Unless you're in prison, apparently.

(This was not, for the record, a friend. The post was a diary on The Daily Kos, made by a community member when he discovered he was eligible after all.)

[identity profile] nojojojo.livejournal.com 2008-10-22 09:10 pm (UTC)(link)
But there are plenty of non-felons whose judgment and caution is equally suspect, if not moreso. We don't require an IQ test or even a common sense test to vote.

Oh, I agree 100%. I'd love to disqualify people like this (YouTube) who believe every half-baked illogical rumor on the web, and conjure up generations-deep conspiracy theories, and are just generally morons. -_-

t makes me think of the attitude I've been catching a whiff of, namely, that this election will somehow be "skewed" because African-Americans (and Latinos, too) are turning out in droves to vote. Me, I'm cheering on the fact that a demographic which usually feels its votes don't count is so energized. If black votes turn out to make up a disproportionate part of the electorate, well, that just says to me that we need to get the other parts off their asses, too.

Yeah, I've heard this stuff too. I was expecting it at about this point, actually.

See, thing is, "disproportionate" is a very revealing term, when you listen to the people who use it in this context. Disproportionate is a statistical term, implying a comparison against a norm. So what norm do these people have in mind? What would a large PoC vote be disproportionate to? The US population? That's not possible; if every eligible black, Latina/o, Asian, etc. citizen turns out to vote, that will simply be "proportionate". It could only be disproportionate if there was rampant voter fraud and a lot of us got to vote twice or something, and that would be a whole other problem. (Of course, the same people arguing about a "disproportionate" turnout are also trying to imply that there is rampant voter fraud, to justify their efforts to disenfranchise Democratic voters for "errors" like using their middle initial or a nickname on forms.)

Or is a high PoC vote disproportionate compared to history? Well, since PoC in America have historically under-voted, leading to a disproportionate underrepresentation, then anything which corrects this is again not disproportionate, it's correcting disproportion.

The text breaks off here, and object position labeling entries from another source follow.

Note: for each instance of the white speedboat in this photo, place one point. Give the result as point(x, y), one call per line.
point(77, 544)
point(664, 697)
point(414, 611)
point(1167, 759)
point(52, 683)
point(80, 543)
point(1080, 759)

Yet that's what these people seem to be implying -- that this historical underrepresentation is the norm against which we should all be comparing. So it's only "disproportionate" if you believe that PoC underrepresentation is a good, normal thing.

It's sad, really. We've never been a democracy, for all our bragging about it -- mostly because whenever we actually try, people start acting like efforts to get everyone to vote are undemocratic.

[identity profile] swan-tower.livejournal.com 2008-10-22 10:03 pm (UTC)(link)
The norm I have in mind is whatever total the subset comes out of. For inmates, I compare them against the total U.S. population; for votes cast, I compare against the eligible electorate and/or registered voters (depending on the question). Which means that, in the normal way of things, black voters are usually disproportionately under-represented: they make up a smaller percentage of voters than they do of the eligible electorate. If it happens that every eligible PoC turns out and they cast (the following figures are made up) 50% of the votes when they make up 40% of the population, I would also call that disproportionate. But unlike the people generally talking about this, the only problem I have with it is that it means we still have a bunch of people not exercising their right to vote. In the meantime, I'm cheering on all those PoCs who have made their voices heard.

If this boosted turnout just means PoC voters are turning out in about the same numbers as whites -- say, 75% of both groups vote -- well, that's good progress, and in the meantime let's try to get that other 25% out there, too. Unfortunately, you're right: a lot of people would call that disproportionate, too.